Mitsubishi Evolution MR

Written By nyit on Friday, April 15, 2011 | 3:40 AM

Things have been rather quiet at Mitsubishi in these times of economic turmoil. The folks at the diamond-star brand seem to be battening down the hatches and weathering the storm by keeping a relatively low profile. Apart from some mention of possible upcoming electric cars, Mitsubishi hasn’t been in the news much at all this year, in fact.

Nevertheless, the cars are still on the streets, and they’re worth meeting. I coaxed an Evolution MR out of hiding for a quick road test. And with the Evolution MR, pretty much everything is “quick.”

Things haven’t changed much since 2008, when the Lancer lineup was last redesigned. The tenth-generation Lancer’s Evolution’s face is striking, with a forward-thrust snout and a grille that drops deep into the bumper, flanked by angry headlamps. If the layout reminds you of a fighter jet, that’s a good thing; it’s what Mitsubishi intended. The fenders are widened to cover larger eighteen-inch wheels, and the Evolution’s signature tall spoiler and comb-like rooftop aerodynamic management fins are in place. The scoops and vents in the aluminum hood are functional; they feed air to the turbocharger and extract hot air from the engine compartment, respectively. High-intensity discharge headlamps are standard.
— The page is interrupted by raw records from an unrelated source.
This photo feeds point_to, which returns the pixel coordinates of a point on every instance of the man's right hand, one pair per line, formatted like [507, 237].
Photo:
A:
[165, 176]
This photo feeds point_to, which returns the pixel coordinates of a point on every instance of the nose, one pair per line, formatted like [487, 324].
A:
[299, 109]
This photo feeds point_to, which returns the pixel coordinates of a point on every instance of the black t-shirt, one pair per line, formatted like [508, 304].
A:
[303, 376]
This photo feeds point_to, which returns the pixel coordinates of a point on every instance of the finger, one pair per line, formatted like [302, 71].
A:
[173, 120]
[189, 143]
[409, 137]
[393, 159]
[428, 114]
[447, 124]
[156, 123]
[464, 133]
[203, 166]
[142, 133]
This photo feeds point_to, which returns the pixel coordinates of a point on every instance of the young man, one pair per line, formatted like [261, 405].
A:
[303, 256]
The interior as businesslike, if your business is driving. Heavily bolstered seats speak of the Evolution’s rally-racing heritage. The instrument panel has a more integrated look than years past, which mashed racing elements with standard trim elements in a way that seemed haphazard. The Evolution MR includes Bluetooth connectivity and a remoted keyless entry. Opt for the “Sight, Sound and Spoiler” Package, and a 710-watt Rockford Fosgate sound system, Sirius Satellite radio, navigation system and Mitsubishi’s FAST Key, a passive-unlocking system that enables the car to be opened and started as long as the remote is in the driver’s pocket.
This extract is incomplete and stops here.